Sandoval se giró, anudándose la corbata bajo el cuello, cejas alzadas, sorprendido.
—Por supuesto —asintió, como si no hubiera pasado nada, como si aquella petición no fuese directamente con él, por él. Por su asquerosa culpa—. Pasáte mañana por acá.
Susan asintió, bajando la mirada y se marchó.
¿Conocéis esa sensación de vacío tan inmensa que el resto del mundo deja de existir? ¿Que el fondo se convierte en penumbra y la penumbra en un desecho? Por ahí vagaba ella ahora, por el puto abismo, rozando la locura, la demencia. Se había ausentado de emociones, no hubo gesto alguno aposentado en su rostro. La fina línea de sus labios y su mirada perdida eran todo cuanto le mostraría al mundo en los próximos días.
—Venga, tía, enróllate. Que te juro que te lo devuelvo, en cuanto venga el Piti te lo pago, te lo juro.
Tere estaba suplicándole a Anabel que le fiara algo de droga, pero la contraria ni siquiera la miraba. Continuó doblando sus calcetines con paciencia, dándole la espalda. Los continuos rechinares de los dientes y el incesante golpeteo del temblor de su pierna empezaban a acabar con su paciencia. Rodó los ojos y terminó por girarse hacia ella.
—Lo siento, pero no soy una ONG. Lo que te dé, me lo pagas. Y si no tienes para pagarme, entonces no me lo pidas.

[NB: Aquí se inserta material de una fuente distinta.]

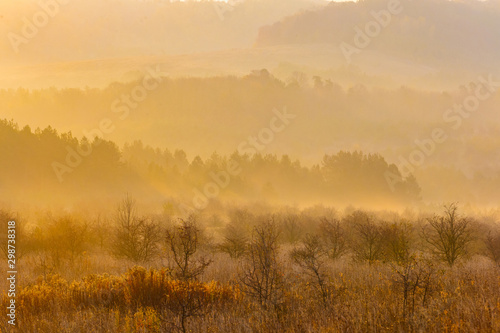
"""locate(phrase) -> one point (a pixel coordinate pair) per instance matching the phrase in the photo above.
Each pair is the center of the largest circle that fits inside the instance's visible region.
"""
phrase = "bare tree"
(181, 245)
(310, 256)
(261, 276)
(135, 238)
(235, 241)
(399, 239)
(368, 242)
(450, 235)
(333, 238)
(493, 247)
(292, 230)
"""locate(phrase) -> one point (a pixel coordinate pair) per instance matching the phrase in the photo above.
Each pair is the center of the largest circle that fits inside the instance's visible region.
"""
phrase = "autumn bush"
(360, 272)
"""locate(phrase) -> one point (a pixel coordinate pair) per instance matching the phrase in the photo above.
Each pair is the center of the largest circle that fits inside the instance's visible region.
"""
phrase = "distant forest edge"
(35, 163)
(203, 115)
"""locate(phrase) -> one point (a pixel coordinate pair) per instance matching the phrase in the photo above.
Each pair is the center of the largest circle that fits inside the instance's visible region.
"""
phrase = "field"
(309, 271)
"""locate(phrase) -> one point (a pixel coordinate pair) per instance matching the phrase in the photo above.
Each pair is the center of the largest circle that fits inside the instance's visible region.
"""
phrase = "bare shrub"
(449, 235)
(135, 238)
(311, 256)
(333, 238)
(493, 247)
(368, 239)
(261, 276)
(235, 241)
(181, 245)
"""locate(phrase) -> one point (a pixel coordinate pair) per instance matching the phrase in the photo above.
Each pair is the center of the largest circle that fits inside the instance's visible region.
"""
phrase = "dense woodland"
(101, 170)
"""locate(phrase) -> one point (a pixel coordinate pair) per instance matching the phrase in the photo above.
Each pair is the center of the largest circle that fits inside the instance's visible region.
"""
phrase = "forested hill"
(47, 162)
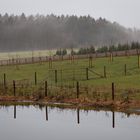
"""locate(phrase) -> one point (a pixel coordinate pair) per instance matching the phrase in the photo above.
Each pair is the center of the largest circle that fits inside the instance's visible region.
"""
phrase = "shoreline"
(74, 102)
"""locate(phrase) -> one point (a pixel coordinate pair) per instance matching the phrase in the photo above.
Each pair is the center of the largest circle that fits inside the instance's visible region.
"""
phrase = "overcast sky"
(125, 12)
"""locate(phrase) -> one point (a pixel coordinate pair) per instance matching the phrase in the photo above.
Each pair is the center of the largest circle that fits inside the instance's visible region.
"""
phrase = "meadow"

—Va, tía... Que nunca te pido nada...
—¿Qué nunca me pides nada? —rió con sorna—. Qué morro tienes. No voy a darte nada, Tere. No seas pesada —y se volvió a girar hacia sus calcetines.
La contraria resopló, rindiéndose al fin mientras apretaba los puños, como si así doliera menos.

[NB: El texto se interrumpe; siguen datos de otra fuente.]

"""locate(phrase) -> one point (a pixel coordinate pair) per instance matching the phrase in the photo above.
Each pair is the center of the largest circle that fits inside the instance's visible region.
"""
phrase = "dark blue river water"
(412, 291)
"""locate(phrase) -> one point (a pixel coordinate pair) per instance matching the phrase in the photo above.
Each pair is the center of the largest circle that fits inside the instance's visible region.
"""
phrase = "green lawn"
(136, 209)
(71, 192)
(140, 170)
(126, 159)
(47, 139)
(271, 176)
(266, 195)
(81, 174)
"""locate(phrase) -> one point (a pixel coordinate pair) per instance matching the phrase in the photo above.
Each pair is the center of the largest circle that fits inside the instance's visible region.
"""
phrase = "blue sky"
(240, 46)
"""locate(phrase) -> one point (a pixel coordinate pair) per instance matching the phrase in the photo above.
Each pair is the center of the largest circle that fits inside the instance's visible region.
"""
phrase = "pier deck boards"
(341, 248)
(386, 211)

Fue entonces, al girarse para marcharse, cuando se topó de bruces con el rostro de Susan, vacío de expresión.
—Joder... Qué susto, coño —se llevó la mano al pecho, y cerró los ojos, soltando lentamente el aire—. ¿Qué te pasa?
Pero Susan no le contestó. Pasó por su lado para introducirse en la celda y tumbarse así sobre su litera, cerrando los ojos.
Anabel contempló la escena con la mirada aguzada, intentando descifrar cuál era el misterio. Pero la presencia de Tere ahí no hacía más que desviar su atención, así que le hizo un gesto con la cabeza para que se marchara, y así poder quedarse con Susan a solas. En cuanto la mujer se fue y se quedaron a solas, a Anabel no le hizo falta preguntar para darse cuenta; las manos de la chica estaban entrelazadas sobre su bajo vientre, y la menstruación nunca le había dejado esa cara de fantasma, así que comprendió. Y el comprender le hizo representar una orgullosa sonrisa en su rostro, una sonrisa insidiosa y vil de pura prepotencia. Enarcó una ceja, y continuó con sus labores.